The syntax is deliberately close to Python because that’s what’s fast to type under time pressure. But it’s statically typed because the output needs to be efficient C++.

input:
    n: int
    m: int

g = wgraph(n, undirected=true)
repeat m:
    input:
        u, v, w: int
    g.add(u, v, w)

d = g.dijkstra(0).dist
for i in [0, n):
    println d[i]

This compiles to ~60 lines of C++ including the Dijkstra implementation, adjacency list setup, and I/O.

A few design decisions worth explaining:

Range syntax supports [a, b) for half-open, [a, b] for closed, and (a, b) for open on both sides. It auto-detects reverse iteration when a > b. Step is optional: [0, n, 2).

// does Python-style floor division, not C++ truncation. % follows accordingly. This matters for problems involving negative coordinates.

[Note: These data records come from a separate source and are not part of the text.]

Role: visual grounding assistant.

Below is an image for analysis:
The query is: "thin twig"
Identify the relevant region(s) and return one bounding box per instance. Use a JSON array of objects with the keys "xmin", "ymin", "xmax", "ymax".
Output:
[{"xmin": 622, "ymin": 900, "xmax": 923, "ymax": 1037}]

Modular arithmetic gets its own operators: +%, -%, *%, **%. These automatically apply MOD, which is configurable via the #!mod pragma and defaults to 1000000007.

Chained comparisons work too. a < b < c compiles to a < b && b < c with the middle expression evaluated once.

Compiler pipeline

The compiler is written in Scala 3 and follows a traditional pipeline.

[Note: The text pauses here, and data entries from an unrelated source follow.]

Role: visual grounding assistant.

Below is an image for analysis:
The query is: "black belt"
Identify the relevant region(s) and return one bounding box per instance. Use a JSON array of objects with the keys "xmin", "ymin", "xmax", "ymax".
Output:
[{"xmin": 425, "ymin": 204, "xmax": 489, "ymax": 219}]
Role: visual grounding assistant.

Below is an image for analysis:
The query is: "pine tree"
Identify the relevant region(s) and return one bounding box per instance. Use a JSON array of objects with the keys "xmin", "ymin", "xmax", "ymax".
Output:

The lexer does indentation-sensitive tokenization, like Python. It tracks indent/dedent to handle block structure and supports pragmas like #!int64 (makes all int declarations emit long long) and #!mod 998244353.

The parser is recursive descent. It handles expressions, statements, type annotations, struct definitions, and built-in operations like g.dijkstra(0) or seg.query(l, r).

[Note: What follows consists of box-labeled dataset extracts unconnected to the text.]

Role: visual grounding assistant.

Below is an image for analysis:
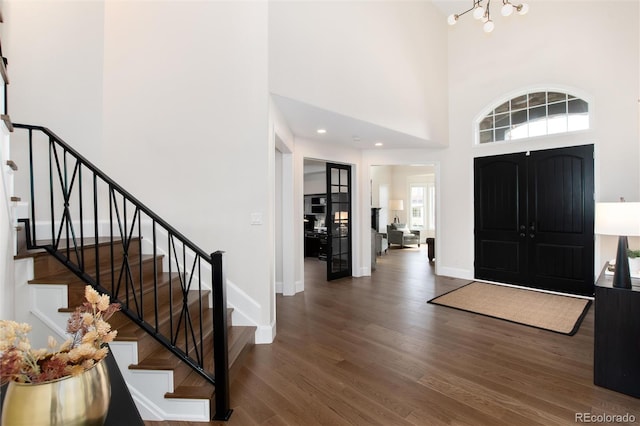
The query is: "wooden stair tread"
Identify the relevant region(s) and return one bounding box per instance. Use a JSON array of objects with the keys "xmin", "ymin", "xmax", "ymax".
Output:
[
  {"xmin": 164, "ymin": 382, "xmax": 215, "ymax": 400},
  {"xmin": 26, "ymin": 238, "xmax": 256, "ymax": 414}
]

Semantic analysis does type checking, scope resolution, and usage tracking. This is where the compiler figures out which stdlib functions the codegen will need to emit.

The optimizer does constant folding, dead code elimination, and temp variable inlining. Contest code doesn’t need aggressive optimization since the judge has generous limits, but reducing unnecessary temporaries makes the output more readable.

Codegen emits C++17 targeting g++ -std=c++17 -O2. It enforces several invariants: container .size() is always cast to (int) to avoid signed/unsigned comparison warnings, long always emits as long long, "\n" is used instead of endl (because endl flushes and is slow), and constants are set to INF = 1e18 and MOD = 1000000007LL.

Modular stdlib emission

This is the core idea that separates algo from a template system. The compiler tracks which built-in features you use and only emits the C++ implementations for those features.

Write g.dijkstra(0) and the codegen emits the graph adjacency list struct and the Dijkstra function. Also call g.bfs(0) and it adds BFS. Don’t use graphs at all, and none of that code appears in the output.

The stdlib is organized as named blocks:

DSU_STRUCT: union-find with path compression and union by rank
GRAPH_BASE: adjacency list with BFS
GRAPH_DIJKSTRA: Dijkstra’s algorithm
GRAPH_TOPO: topological sort (Kahn’s algorithm)
GRAPH_SCC: Tarjan’s strongly connected components
GRAPH_BRIDGES: bridge finding
SEGTREE: segment tree with configurable merge operation

Each block declares its dependencies. GRAPH_DIJKSTRA depends on GRAPH_BASE. The codegen resolves the dependency graph and emits blocks in topological order.

So a simple BFS problem produces about 30 lines of output. A problem using Dijkstra, DSU, and segment trees produces about 120. A monolithic template would be 500+ lines regardless of what you actually need.

Testing

The test suite compares compiler output against expected C++ files. Each test case is an .algo source file paired with an expected.cpp file. The test runner (Bun-based) compiles the algo source, diffs against expected output, and optionally compiles the C++ with g++ to verify it’s valid.

This catches correctness bugs (wrong C++ emitted) and output quality regressions (unnecessary temporaries, missing casts, wrong include order).

Was it worth it

I use algo for practice, not for actual contests. Most judges don’t accept custom languages. The value is in the compiler itself. Building a full pipeline from lexer to codegen taught me more about language design than any course. The modular stdlib idea has also influenced how I think about code generation in other contexts.